So on the absence of a proper mission in life, I set myself small ones.

When we lived in Paris and the best beloved was at work all day and I had no friends, I used to walk across the city on small missions after small missions.

I might be going to buy a new wooden spoon and new there was a great cook shop by the canal, or I would create a trail based on Jewish shops and synagogues, or I would find yet another circuitous route to Shakespeare & Company, the amazing bookshop on the left bank.

That way, I learned a lot about Paris, and it kept me sane.

The best beloved hates British winters and wants to spend a month in Southern Spain in say February next year.

I don’t mind the winter, and have Oxfam, pilates, upholstery and other Sussex housewife things to keep me amused.

He wants a blast of sun and to write his book.

So, we went for a week to Seville to think about it for next year.

I really like Seville, enjoyed the tapas, nice apartment, Cordoba, sights and scenes and etc etc but I did wonder what my mission would be if I was there for a month.
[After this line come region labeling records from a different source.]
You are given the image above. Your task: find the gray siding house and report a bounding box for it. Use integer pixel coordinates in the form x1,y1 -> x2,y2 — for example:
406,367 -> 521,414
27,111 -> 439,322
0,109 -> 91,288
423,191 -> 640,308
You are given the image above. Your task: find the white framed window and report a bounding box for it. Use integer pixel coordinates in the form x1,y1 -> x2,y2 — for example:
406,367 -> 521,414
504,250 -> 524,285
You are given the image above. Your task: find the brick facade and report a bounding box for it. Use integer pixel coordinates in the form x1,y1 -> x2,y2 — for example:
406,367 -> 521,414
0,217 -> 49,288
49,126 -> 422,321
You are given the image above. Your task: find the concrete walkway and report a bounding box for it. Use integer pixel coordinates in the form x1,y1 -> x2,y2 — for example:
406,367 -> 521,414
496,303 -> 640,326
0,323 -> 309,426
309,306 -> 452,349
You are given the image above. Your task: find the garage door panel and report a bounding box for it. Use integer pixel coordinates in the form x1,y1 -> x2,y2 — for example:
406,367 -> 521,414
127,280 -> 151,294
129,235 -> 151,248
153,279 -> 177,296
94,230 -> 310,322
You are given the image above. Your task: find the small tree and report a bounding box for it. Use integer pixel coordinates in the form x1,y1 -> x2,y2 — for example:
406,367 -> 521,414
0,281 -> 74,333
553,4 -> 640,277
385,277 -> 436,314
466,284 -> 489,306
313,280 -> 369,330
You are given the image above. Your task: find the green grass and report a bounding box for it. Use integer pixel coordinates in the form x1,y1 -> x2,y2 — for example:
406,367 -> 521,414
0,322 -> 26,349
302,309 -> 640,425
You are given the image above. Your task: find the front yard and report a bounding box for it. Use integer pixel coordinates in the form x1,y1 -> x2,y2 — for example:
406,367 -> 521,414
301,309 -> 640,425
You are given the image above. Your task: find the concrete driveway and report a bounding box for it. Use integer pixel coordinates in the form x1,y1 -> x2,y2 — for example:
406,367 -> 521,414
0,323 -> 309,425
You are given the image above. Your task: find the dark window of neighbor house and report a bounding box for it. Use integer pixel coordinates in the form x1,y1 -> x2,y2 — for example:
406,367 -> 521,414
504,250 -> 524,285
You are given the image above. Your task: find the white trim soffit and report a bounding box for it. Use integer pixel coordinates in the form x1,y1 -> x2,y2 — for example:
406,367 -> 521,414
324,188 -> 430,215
Learning Spanish is not going to do it – before you, dear reader, suggest that.

He has suggested that, and indeed bought me a Spanish CD course from Lidl, but no, that is not going to do it.

I need something to get me out of bed early and cheerful with a sense of doing something purposeful and I am just not sure what it would be.

Before anyone berates me for having the problems of the rich, I would just like to admit that indeed it is a problem for a rich person but it doesn’t mean that I will be able to spend a month counting my blessings and doing bugger all.

Drought and Uncertainty

Usually I am complaining in a rather martyred way about the amount of books I am clearing every shift at Oxfam, making it quite clear that there is a never ending flood of books that only I am holding back from swamping the shop.

Well, dear reader, it is course not just me by a long chalk – and what is more, at this moment, the flood has turned into a drought.

So, out the back of the shop where we pile the sacks for recycling it is usually just this side of chaos – this week was clear, blank, empty – even, hoovered!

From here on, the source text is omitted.